Se dalle urne di martedì non uscirà  un risultato netto — e a dar retta agli ultimi sondaggi, si tratta di un’ipotesi più che probabile — non resterà  altra scelta che ricorrere ad un estenuante conteggio manuale. Proprio come nel 2000, quando il sostanziale pareggio in Florida tra il democratico Al Gore e il repubblicano George W. Bush costrinse alla conta dei chad (i coriandoli di carta punzonati della scheda), rimandando l’elezione del presidente a dicembre, dopo un intervento della Corte suprema.
«Prevedo un fiasco elettorale molto simile», mette in guardia Dan Smith, docente di Scienze politiche all’Università  della Florida. «L’ipotesi di un pareggio del Collegio Elettorale, 269 a 269, preoccupa entrambi i partiti», incalza Smith, «non dimentichiamoci che nel 2000 Gore vinse il voto popolare ma perse il Collegio Elettorale e Bush fu eletto per soli 500 voti di scarto».
Ancora una volta la Florida, cruciale per il repubblicano Romney, rischia di trasformarsi nell’ago della bilancia di una elezione presidenziale Usa.
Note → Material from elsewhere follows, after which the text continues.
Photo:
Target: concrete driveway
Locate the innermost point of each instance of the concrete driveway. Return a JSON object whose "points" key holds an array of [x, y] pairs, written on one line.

Dalla settimana scorsa quasi 4 milioni e mezzo di persone hanno usufruito della possibilità  di votare in anticipo, ma hanno dovuto attendere anche otto ore in fila per poter esercitare il loro diritto sancito dalla costituzione.
Il Partito democratico, le associazioni di donne e i gruppi per i diritti delle minoranze hanno chiesto al governatore repubblicano Rick Scott di prolungare il numero di giorni a disposizione per l’early vote, che ufficialmente è scaduto sabato notte. «L’anno scorso Scott ha firmato una legge che riduce il numero di giorni per il voto anticipato da 14 a 8», punta il dito Rachel Maddow, influente anchorwoman della Msnbc, che accusa Scott di «voler intenzionalmente favorire il suo partito». «I democratici sono quelli che tradizionalmente votano in anticipo — le fa eco Amanda Terkel sull’Atlantic — ed è per questo che le motivazioni politiche del governatore Scott sono finite in tribunale».
La disputa ha spinto il Partito democratico locale a chiedere a un giudice della Corte federale di Miami di costringere le tre contee democratiche della Florida (Miami-Dade, Palm Beach e Broward) ad estendere il voto. In seguito alle numerose proteste, domenica gli elettori della contea di Miami Dade hanno saputo che era consentito loro di recarsi ai seggi tra le 13 e le 17. Ma dopo appena un’ora dall’apertura, le urne di Miami-Dade hanno chiuso le porte, spiegando di «non poter gestire un’affluenza tanto enorme». La decisione ha scatenato le proteste fuori dall’ufficio dove, immortalate dai video e foto subito postati sui social network, quasi 200 persone hanno cominciato a gridare «Fateci votare», «Siamo in America, non nel Terzo Mondo».
Da mesi i giornali americani dedicano ampi articoli alle nuove leggi straordinarie e senza precedenti varate soprattutto negli Stati in bilico e del Sud per restringere l’accesso al voto. Oltre alla Florida, contestazioni ci sono state anche in Ohio. «Si tratta di leggi ad hoc volute da governatori repubblicani per tenere lontani ispanici e minoranze», punta il dito il gruppo per la difesa dei diritti civili Advancement Project. Spiega Wendy Weiser, direttrice del Brennan’s Democracy Program: «È una tattica politica machiavellica per impedire il voto ai gruppi più filo-Obama».